US Invasions

Working on a bit more philosophy, why it so quiet around here at the moment:
 
For each of the following arguments:
(1) standardise the argument;
(2) state the necessary and sufficient conditions of any conditional statements; and
(3)
judge whether the argument is valid or invalid.
 

(xvii) If America launches an attack, it is inevitable that innocent people will die. But the US is now in a position where if it does not launch an attack, it will be seen to have given in to the terrorists. They cannot allow themselves to be seen in that light, because if they were understood to have surrendered to these terrorists, then that would encourage more such attacks. We do not want to live in a world where such attacks become accepted. We must, therefore, resign ourselves to the fact that there will be innocent victims.

1.2: If the US does not launch an attack, it will be seen to have given in to the terrorists.
1.1.1: If the US was understood to have surrendered to these terrorists, then that would encourage more such attacks.
1.1.2: We do not want to live in a world where terrorist attacks become accepted [i.e. we do not want to encourage more attacks]
1.1: America cannot allow itself to be seen in that light [of giving in to terrorists]
1: America must launch an attack [implied]
2: If America launches an attack, it is inevitable that innocent people will die.
C: There will be innocent victims.

1.1.1: The US not launching an attack is the sufficient condition, giving in to the terrorists is the necessary condition.
1.1.2: The US being understood to have surrendered to these terrorists is the sufficient condition, encouraging more such attacks is the necessary condition.
2: America launching an attack is the sufficient condition, the inevitability of innocent people dying is the necessary condition.

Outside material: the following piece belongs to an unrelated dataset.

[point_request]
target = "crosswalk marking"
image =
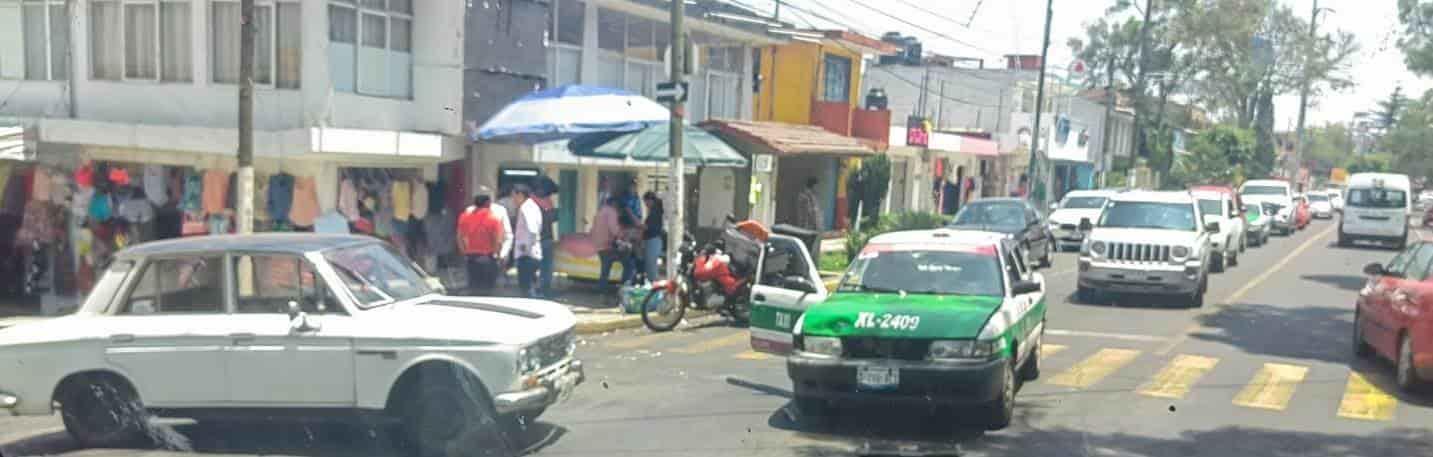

1.1.2 denies the necessary condition of 1.1.1, which leads to the sub-conclusion of 1.1. 1.1 denies the necessary condition of 1.2, which leads to the sub-conclusion of 1. 1 affirms the sufficient condition of 2. Therefore the argument valid.
 
I checked it against the staff answer, and it is all correct.  How about that?  The argument being valid, by the way, does not mean I agree with it.  What this does is help us determine first whether the argument is valid or not, and if it is, the legitimate ways of countering (or supporting) the argument.  For instance, in this case, sub-premise 1.2 looks vulnerable.